The deceased’s PRs may need to make enquiries about gifts made by the deceased in the seven years before death for reporting purposes. Tax-geared penalties may be incurred if the PRs submit an incorrect return to HMRC and the error results from their failure to take ‘reasonable care’.
However, suppose that the PRs took reasonable care; the error in the PR’s return to HMRC was instead caused by the person who received the gift from the deceased (i.e. by failing to tell the PRs about the gift).
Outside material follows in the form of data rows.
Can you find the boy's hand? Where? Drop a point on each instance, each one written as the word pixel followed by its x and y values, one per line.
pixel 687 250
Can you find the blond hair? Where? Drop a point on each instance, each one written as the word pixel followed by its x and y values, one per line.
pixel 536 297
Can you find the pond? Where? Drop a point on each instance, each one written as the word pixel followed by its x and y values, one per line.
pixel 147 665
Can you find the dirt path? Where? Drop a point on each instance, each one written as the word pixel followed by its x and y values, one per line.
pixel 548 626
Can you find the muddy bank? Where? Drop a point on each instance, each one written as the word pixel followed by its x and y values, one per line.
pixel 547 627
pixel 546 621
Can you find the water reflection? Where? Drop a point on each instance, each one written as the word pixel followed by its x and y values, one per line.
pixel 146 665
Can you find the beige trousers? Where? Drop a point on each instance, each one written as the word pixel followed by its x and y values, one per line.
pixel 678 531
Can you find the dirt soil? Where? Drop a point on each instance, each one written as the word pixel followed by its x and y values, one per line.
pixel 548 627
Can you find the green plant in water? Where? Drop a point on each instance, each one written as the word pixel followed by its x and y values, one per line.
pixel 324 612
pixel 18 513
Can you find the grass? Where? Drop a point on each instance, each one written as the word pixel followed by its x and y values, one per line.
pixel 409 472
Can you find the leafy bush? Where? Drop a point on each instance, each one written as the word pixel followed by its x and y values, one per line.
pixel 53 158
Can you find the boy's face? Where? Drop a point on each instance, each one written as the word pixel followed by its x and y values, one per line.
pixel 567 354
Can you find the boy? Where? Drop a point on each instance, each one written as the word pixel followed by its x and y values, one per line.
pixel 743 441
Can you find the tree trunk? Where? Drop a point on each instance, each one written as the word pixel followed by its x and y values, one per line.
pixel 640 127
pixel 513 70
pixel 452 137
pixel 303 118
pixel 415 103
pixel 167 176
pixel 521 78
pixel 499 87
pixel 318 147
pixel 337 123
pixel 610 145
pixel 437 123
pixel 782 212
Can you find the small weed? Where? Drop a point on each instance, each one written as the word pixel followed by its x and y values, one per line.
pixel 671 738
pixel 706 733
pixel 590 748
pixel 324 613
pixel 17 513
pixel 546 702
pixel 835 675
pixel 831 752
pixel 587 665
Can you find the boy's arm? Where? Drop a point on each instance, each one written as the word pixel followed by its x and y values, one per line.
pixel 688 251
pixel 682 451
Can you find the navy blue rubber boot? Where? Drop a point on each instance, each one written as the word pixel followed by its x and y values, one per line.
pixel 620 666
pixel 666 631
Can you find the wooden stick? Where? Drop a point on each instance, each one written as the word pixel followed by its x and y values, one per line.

In that case, the recipient of the gift would be potentially liable to a penalty, not the PRs (FA 2007, Sch 24, para 1A).
HMRC recently pointed out (in its Trusts and Estates Newsletter, December 2015): “The operational approach of HMRC in these circumstances is that failure to tell the personal representative of any such gifts and failure to report the gift will be considered primarily as deliberate behaviour. The minimum penalty in these circumstances is 50% of the tax undeclared and could be up to 100% of the undeclared tax.”
In Hutchings v Revenue & Customs  UKFTT 9 (TC), a beneficiary who was found to have withheld information requested by the deceased’s executors was liable to a penalty (amounting to 50% of the ‘potential lost revenue’) for the resulting error in the IHT return prepared by the executors in relation to the deceased. HMRC has indicated that it will take a ‘consistent line’ in such cases.
Recipients of gifts (particularly from an individual who has died in the previous seven years) should be very careful to ensure that they comply with any obligations to file IHT returns and pay IHT liabilities in respect of the gifts. Even if no filing or payment obligation arises, they should answer very carefully any enquiries from the deceased’s PRs about gifts received; otherwise, they could be liable to a penalty if they give incorrect information resulting in additional IHT becoming due.